One specific question: you recommend the use of "Compress HTTP Responses". I'm curious about why you have Confluence do the compression instead of using mod_deflate in the Apache that sits in front of it.

Thanks
-- Tim

Igor Minar said...

Good point, Tim. Actually I don't care where the compression is being done, as long as it is done somewhere.

The built in compression filter blindly compresses all the responses (even png and other files that can't be efficiently compressed), so setting the compression in the webserver will likely perform better.

Thanks for bringing that up.

Scott Farquhar said...

Igor,

Which version of Confluence are you using? I believe that 2.7 and earlier had the problem of compressing images, however, this was fixed with the move to a better gzip filter in 2.8.

Cheers,
Scott

Igor Minar said...

Hi Scott,

We are at 3.2.1 and when I tested it the other day, it was sending png attachments with the compression on.

/i

snk said...

Hi Igor,

I REALLY appreciate your write-ups on Confluence - thank you for taking the time to share your experience with us running much smaller Confluence installs.
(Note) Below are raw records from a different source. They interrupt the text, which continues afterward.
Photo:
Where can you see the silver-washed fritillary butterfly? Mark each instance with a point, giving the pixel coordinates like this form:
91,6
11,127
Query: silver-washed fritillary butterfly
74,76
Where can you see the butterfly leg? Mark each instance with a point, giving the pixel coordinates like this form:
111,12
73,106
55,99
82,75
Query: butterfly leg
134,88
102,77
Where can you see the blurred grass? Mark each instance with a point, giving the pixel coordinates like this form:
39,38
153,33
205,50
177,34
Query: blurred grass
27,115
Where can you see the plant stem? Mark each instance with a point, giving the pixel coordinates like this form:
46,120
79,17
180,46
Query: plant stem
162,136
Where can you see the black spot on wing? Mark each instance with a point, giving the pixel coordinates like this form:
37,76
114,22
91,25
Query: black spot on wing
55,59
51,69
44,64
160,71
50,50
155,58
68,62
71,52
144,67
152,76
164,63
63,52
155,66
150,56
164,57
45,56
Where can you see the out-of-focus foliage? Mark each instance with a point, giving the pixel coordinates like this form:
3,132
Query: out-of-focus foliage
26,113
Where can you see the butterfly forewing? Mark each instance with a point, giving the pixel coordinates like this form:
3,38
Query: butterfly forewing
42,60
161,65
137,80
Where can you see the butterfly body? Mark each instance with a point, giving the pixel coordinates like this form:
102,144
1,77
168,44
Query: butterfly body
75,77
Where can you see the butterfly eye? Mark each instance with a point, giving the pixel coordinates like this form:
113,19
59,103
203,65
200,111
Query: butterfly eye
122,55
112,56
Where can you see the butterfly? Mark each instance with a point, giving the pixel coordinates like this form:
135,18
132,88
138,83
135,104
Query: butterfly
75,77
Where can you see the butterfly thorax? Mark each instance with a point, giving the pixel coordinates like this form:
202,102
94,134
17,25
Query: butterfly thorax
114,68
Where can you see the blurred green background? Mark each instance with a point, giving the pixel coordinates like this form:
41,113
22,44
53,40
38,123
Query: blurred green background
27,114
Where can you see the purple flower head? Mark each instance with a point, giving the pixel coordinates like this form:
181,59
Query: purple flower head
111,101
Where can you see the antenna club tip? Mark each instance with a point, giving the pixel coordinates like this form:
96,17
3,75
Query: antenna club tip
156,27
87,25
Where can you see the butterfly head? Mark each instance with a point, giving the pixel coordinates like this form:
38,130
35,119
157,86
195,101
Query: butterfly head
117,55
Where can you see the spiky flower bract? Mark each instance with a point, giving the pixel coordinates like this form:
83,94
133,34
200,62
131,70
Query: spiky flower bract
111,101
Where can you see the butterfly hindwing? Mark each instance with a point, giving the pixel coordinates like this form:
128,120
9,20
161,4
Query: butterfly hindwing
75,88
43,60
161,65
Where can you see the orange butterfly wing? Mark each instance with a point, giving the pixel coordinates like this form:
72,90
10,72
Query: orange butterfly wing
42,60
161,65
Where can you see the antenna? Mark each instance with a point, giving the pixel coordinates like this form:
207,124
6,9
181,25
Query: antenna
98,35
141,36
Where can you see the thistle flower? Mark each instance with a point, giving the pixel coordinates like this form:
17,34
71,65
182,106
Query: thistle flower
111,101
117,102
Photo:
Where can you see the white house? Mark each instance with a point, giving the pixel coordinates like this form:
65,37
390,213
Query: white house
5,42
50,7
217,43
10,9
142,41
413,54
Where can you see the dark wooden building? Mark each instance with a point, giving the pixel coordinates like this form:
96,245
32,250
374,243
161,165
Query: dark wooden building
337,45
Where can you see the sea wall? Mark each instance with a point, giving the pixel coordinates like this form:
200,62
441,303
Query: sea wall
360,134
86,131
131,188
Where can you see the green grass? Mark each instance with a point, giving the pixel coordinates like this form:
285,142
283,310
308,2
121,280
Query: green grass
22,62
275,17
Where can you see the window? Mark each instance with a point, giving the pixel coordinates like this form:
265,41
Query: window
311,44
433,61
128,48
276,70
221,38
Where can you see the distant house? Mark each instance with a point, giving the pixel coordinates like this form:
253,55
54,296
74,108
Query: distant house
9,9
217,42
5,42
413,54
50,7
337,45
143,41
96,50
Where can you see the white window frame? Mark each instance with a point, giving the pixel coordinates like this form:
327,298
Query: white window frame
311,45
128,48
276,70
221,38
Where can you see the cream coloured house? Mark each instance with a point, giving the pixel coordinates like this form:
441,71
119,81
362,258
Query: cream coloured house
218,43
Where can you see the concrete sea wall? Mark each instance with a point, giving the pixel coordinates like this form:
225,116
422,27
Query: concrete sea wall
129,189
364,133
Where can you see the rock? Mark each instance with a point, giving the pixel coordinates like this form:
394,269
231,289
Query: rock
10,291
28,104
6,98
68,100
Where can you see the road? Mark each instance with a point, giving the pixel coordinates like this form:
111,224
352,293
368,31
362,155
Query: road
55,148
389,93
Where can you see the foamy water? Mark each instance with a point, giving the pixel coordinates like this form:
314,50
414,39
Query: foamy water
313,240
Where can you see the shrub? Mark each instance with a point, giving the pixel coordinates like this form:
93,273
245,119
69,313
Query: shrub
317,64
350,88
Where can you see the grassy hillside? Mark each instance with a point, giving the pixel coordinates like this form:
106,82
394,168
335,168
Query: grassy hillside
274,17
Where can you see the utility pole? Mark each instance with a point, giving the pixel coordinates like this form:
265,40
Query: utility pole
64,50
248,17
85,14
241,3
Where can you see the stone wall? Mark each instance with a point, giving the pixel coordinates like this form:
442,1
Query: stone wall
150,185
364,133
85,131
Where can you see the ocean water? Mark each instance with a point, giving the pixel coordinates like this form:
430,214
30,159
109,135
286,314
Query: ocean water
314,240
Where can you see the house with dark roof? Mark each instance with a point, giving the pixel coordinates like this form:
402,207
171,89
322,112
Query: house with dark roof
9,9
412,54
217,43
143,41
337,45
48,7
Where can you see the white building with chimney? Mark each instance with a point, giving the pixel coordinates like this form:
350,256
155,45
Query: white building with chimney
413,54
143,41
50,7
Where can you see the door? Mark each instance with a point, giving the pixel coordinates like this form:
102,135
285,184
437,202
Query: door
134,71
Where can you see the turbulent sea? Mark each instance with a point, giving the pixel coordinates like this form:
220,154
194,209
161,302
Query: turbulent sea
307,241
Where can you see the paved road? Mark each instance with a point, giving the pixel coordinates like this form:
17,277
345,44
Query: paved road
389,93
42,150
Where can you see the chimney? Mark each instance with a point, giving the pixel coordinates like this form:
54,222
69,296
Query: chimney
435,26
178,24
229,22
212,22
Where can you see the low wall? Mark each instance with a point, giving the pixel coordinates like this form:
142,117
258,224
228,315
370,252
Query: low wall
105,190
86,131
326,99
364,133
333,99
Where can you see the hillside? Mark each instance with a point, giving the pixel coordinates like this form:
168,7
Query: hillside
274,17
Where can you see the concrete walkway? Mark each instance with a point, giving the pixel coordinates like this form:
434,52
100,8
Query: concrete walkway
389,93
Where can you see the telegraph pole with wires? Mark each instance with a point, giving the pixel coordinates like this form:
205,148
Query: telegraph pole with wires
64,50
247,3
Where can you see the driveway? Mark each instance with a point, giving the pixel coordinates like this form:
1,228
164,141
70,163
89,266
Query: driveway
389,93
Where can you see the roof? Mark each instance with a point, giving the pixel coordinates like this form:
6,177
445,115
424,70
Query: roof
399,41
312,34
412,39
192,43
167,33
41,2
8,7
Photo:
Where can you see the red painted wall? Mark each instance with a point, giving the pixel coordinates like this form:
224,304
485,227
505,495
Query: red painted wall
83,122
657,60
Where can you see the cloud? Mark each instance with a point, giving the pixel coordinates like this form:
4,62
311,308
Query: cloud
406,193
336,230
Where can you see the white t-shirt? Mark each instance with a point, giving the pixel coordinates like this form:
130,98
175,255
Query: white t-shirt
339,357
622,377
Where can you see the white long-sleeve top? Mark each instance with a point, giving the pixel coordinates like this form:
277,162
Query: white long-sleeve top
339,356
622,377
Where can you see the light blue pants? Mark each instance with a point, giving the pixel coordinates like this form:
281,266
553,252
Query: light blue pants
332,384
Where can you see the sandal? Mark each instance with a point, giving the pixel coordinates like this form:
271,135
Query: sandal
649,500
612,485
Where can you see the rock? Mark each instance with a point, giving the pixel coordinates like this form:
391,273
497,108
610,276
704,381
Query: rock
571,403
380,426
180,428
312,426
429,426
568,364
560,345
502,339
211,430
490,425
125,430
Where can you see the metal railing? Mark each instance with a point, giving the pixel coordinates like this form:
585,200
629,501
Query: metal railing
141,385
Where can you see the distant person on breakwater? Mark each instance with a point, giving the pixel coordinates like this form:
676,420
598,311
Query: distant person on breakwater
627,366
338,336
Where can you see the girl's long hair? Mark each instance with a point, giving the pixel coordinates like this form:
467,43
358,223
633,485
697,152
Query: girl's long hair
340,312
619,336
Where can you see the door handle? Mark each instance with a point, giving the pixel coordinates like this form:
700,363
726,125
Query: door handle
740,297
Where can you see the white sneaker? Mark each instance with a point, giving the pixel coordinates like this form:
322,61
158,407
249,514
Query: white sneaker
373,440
One question - where do I find soui_zhs.ttf? We've been using Code2000.ttf and getting complaints on appearance, but we need to support multiple languages on PDF export. I'd like to test soui_zhs.ttf but can't seem to find it.

Thanks, Scott

Igor Minar said...

Scott,

It's been a long time since we troubleshooted out PDF issues, but I'm quite certain that the soui_zhs.ttf font we ended up using was part of Open Office and that's where we got it from.

hth,
Igor

Tarun Sapra said...

Hello Igor,

I am working on upgrading to confluence 3.2.1 from confluence 2.10 and I am having problem with Anti-Xss feature, I am using getting a feed from JIRA to display onto my confluence but that feed contains some html and i am not able to render the html i.e. the html is displayed along with tags onto the confluence I have tried using suffix "html" in the velocity templates but still it isn't workin'...any ideas would be very welcome :)

Irving Popovetsky said...

Igor,

soui_zhs.ttf isn't part of OpenOffice, it isn't in the distribution or the source repository.

Can you post this file and share?

Igor Minar said...

You are right. I wonder how I got the file renamed like this. In any case, I do get some hits when searching for soui.ttf in openoffice, my best guess is that that's the right file.